Many of the manufacturing businesses that I have dealt with over the past 30+ years make ‘things’. They make oil, paper, beer, steel, power, etc. I have worked with service companies whose end product is customer satisfaction (i.e. – package delivery, banking, telecommunications, etc.). Every business produces a deliverable to their customer of some type.
The product of a hospital (to me) is quality of life!! It is much more important than the widget industries I deal with most of the time. These industries have proven that true Reliability concepts (including the role of human factors/human performance sciences in the decision-making/reasoning practice via Root Cause Analysis) are extremely profitable while making people safer. Given that, why does healthcare lag manufacturing in this area? Why don’t they lead in this area considering their ‘product’ is the most important?
We all have a vested interest in our healthcare system as we will all use it at some point in our lives. This is why I believe that learning and sharing such best practices is in everyone’s best interest.

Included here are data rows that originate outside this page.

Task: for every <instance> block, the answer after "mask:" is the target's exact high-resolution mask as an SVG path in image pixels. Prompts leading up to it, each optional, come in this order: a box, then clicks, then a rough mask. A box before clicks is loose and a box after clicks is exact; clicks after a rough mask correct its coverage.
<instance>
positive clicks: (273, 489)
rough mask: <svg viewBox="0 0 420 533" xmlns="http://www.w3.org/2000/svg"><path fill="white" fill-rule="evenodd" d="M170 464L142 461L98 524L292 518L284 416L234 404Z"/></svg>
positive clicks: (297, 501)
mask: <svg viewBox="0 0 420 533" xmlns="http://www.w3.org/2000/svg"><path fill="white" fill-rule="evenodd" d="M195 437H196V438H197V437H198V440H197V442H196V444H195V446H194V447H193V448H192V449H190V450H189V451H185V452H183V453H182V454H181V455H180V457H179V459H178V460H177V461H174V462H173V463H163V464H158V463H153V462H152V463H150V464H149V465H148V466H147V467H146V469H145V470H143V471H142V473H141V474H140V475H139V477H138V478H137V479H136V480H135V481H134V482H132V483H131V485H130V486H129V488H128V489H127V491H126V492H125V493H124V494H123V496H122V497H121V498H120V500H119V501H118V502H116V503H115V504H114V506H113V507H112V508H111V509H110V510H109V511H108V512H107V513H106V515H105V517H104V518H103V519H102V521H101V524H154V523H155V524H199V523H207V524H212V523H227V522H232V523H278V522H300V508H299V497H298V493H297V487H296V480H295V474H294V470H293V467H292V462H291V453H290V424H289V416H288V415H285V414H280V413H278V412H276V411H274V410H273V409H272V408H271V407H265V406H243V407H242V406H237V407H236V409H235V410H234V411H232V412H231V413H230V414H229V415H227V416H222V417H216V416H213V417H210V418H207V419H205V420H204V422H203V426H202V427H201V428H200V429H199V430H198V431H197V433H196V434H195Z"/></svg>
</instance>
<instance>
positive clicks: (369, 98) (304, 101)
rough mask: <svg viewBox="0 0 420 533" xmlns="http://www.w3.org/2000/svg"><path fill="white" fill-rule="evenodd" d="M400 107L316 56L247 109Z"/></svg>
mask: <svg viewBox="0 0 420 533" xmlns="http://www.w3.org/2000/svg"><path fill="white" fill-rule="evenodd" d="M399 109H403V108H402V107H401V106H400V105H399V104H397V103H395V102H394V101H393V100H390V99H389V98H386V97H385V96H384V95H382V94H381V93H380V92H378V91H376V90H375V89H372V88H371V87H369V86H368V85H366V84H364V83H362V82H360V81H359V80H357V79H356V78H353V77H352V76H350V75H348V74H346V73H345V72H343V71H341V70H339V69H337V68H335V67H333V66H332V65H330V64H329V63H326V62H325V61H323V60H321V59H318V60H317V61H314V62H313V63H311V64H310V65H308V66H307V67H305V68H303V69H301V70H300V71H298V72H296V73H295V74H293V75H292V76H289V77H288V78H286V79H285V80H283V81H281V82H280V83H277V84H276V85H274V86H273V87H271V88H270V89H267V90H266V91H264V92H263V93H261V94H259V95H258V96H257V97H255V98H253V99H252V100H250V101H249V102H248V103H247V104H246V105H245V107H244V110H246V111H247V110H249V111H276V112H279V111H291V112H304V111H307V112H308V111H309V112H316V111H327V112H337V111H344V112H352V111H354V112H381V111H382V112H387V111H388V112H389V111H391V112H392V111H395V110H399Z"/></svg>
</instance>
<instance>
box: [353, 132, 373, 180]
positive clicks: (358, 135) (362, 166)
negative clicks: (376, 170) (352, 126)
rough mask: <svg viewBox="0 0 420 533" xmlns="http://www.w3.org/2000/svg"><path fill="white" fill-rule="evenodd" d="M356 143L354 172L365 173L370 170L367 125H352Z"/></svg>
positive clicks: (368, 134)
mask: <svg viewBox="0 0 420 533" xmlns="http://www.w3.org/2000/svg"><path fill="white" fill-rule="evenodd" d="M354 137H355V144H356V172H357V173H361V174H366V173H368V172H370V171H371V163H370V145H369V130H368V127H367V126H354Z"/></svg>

I think the core of all undesirable outcomes is understanding why well-intentioned decision-makers, make poor decisions, at the time they make them. If we focus our efforts on this reasoning process, we will uncover our deficient management/organizational systems (i.e. – policies, procedures, practices, management oversight, human factors/human performance systems, training systems, purchasing systems, etc.) that are helping to trigger the bad decisions.
Simply blaming the decision-maker and disciplining them is a recipe for the recurrence of the decision by someone else, using the same deficient systems and reasoning.
At some point leadership will have to look in the mirror and consider that they may be part of the problem?
From a Reliability perspective the fewer surprises (unexpected interruptions to Reliability of operations), the more productive and safe the system will be for all involved. This makes everyone happy (finance, stakeholders, employees/patients, community & shareholders!)